There is also a product called "Aelyon" .........

I cannot find the ingredient listing ... I also am self taught on this computer and may not be seeing something?


----------



## oldhounddog (May 31, 2010)

Helpful info links: http://www.dogfoodanalysis.com/dog_food_reviews/showproduct.php?product=351&cat=4
http://www.viandpet.com/canine_products_food.html

They have many products , but , I've never used any of these.


oldhounddog


----------



## Abbylynn (Jul 7, 2011)

Thank you oldhounddog. 

Too bad ... it has Menadione in it .......... http://www.ncbi.nlm.nih.gov/pubmed/20937380


----------



## InkedMarie (Mar 11, 2009)

I;m not so much skeptical that it's not on the Dog Food Advisor; Mike has a long list of foods to review.


----------



## kafkabeetle (Dec 4, 2009)

InkedMarie said:


> I;m not so much skeptical that it's not on the Dog Food Advisor; Mike has a long list of foods to review.

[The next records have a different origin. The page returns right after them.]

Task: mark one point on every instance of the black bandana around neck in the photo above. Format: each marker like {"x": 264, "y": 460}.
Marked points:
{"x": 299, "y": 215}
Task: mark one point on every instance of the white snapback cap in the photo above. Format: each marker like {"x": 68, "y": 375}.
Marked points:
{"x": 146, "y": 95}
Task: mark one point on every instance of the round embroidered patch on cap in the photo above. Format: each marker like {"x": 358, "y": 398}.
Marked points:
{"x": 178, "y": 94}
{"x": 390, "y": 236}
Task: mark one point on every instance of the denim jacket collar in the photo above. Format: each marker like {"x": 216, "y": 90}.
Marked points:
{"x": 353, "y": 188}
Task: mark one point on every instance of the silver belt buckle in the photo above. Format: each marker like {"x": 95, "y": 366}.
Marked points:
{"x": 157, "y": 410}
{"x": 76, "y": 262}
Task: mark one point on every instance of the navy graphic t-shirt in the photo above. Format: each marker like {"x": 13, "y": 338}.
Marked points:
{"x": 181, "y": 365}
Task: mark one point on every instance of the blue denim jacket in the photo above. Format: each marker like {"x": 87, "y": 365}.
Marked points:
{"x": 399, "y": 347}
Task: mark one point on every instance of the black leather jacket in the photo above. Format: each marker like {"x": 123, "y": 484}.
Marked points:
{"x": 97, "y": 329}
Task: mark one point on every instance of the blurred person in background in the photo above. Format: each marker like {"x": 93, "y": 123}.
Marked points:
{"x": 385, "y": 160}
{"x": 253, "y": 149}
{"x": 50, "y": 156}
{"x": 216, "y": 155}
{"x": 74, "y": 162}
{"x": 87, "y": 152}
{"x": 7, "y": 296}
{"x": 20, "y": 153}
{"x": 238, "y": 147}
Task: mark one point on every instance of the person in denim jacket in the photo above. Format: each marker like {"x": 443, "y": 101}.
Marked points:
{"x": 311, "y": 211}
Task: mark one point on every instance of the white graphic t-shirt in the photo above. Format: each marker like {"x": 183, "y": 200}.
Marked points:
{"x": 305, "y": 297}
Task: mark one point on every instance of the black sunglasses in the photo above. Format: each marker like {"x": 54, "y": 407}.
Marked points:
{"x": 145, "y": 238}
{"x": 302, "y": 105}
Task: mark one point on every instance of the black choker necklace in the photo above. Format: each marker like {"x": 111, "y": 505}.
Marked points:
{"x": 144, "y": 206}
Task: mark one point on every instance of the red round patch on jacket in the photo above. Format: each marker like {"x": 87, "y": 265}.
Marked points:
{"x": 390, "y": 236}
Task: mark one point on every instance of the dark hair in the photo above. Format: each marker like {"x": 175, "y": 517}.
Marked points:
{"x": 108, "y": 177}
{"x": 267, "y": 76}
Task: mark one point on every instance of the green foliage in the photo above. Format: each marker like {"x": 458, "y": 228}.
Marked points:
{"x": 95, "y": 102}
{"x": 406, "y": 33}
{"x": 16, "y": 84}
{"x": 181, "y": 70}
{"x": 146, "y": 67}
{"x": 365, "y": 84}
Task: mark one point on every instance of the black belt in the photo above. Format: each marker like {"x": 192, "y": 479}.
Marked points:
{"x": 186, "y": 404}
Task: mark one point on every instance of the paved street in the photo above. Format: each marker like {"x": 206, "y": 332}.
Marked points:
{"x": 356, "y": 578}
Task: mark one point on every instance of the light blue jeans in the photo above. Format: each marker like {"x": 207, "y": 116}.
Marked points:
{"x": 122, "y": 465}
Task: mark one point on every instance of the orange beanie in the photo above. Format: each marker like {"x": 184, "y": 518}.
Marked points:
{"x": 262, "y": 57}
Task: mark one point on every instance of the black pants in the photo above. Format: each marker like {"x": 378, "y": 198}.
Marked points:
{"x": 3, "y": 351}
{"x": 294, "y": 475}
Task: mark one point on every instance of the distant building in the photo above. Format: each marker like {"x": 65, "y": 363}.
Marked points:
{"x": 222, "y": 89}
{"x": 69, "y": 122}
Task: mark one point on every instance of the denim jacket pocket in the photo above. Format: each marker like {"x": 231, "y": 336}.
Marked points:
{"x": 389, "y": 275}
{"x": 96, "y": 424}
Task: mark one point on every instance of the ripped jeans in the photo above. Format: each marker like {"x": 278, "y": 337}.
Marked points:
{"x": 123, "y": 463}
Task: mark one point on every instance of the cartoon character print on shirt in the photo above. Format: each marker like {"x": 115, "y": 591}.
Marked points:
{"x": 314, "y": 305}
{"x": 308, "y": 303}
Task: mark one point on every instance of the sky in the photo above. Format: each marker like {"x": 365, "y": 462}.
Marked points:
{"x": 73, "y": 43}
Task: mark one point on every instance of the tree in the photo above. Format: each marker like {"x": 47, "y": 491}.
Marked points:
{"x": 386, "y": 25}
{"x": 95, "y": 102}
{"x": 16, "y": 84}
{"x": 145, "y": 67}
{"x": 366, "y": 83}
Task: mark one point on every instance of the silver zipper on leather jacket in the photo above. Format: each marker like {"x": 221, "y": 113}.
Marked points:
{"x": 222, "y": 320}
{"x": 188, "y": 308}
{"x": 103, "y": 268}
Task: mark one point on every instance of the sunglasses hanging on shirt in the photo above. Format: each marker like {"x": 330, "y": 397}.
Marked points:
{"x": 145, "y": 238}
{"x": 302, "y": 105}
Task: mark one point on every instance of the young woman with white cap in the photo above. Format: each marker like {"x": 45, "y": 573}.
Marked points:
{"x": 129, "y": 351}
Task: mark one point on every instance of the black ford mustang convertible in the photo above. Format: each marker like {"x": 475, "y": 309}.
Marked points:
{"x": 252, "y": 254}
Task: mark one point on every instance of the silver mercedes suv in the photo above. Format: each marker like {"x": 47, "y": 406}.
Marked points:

Yeah, I agree. I wouldn't read into it.


----------



## ElMiln (Feb 14, 2013)

I found a review of their dog food http://www.dogfoodanalysis.com/dog_food_reviews/showproduct.php?product=351&cat=4 (its under P for PHD not V for Viand) and it looks pretty good.


----------



## Kathyy (Jun 15, 2008)

Naturox is way up on the list of ingredients. http://www.asp-inc.com/products/documents/prodinfo/n/naturoxliqmsds.pdf It seems to be sugars and soybean oil with rosemary. Then the stuff has four grains and liver digest? Not a fan.


----------



## taquitos (Oct 18, 2012)

I see grains grains grains... so not a fan :/


----------



## Abbylynn (Jul 7, 2011)

Don't like the corn ......... or menadione ...............


----------



## Willowy (Dec 10, 2007)

The ingredients on the site aren't the same as those in the dogfoodanalysis review. . .maybe they changed the formula? This is what the website says for "regular bites": 

Lamb Meal, Chicken Meal, Oat Groats, Whole Brown Rice, Chicken Fat (Preserved with Mixed Tocopherols), Flax Seed Meal, Natural Chicken Flavor, Sea Salt, Tomato Pomace, Dried Kelp, Brewer’s Dried Yeast, Garlic, Montmorillonite Clay, Zinc Proteinate, Choline Chloride, Vitamin E Supplement, Manganese Proteinate, Charcoal, Diatomaceous Earth, Cobalt Carbonate, Iron Proteinate, Copper Proteinate, Niacin, Riboflavin, Dried Lactobacillus Acidophilus Fermentation Product, Dried Bifidobacterium Thermophilum Fermentation Product, Dried Bifidobacterium Longum Fermentation Product, Dried Enterococcus Faecium Fermentation Product, Yucca Schidigera Extract, Vitamin A Acetate, Thiamin Mononitrate, Vitamin D3 Supplement, Calcium Pantothenate, Pyridoxine Hydrochloride, Biotin, Folic Acid and Sodium Selenite.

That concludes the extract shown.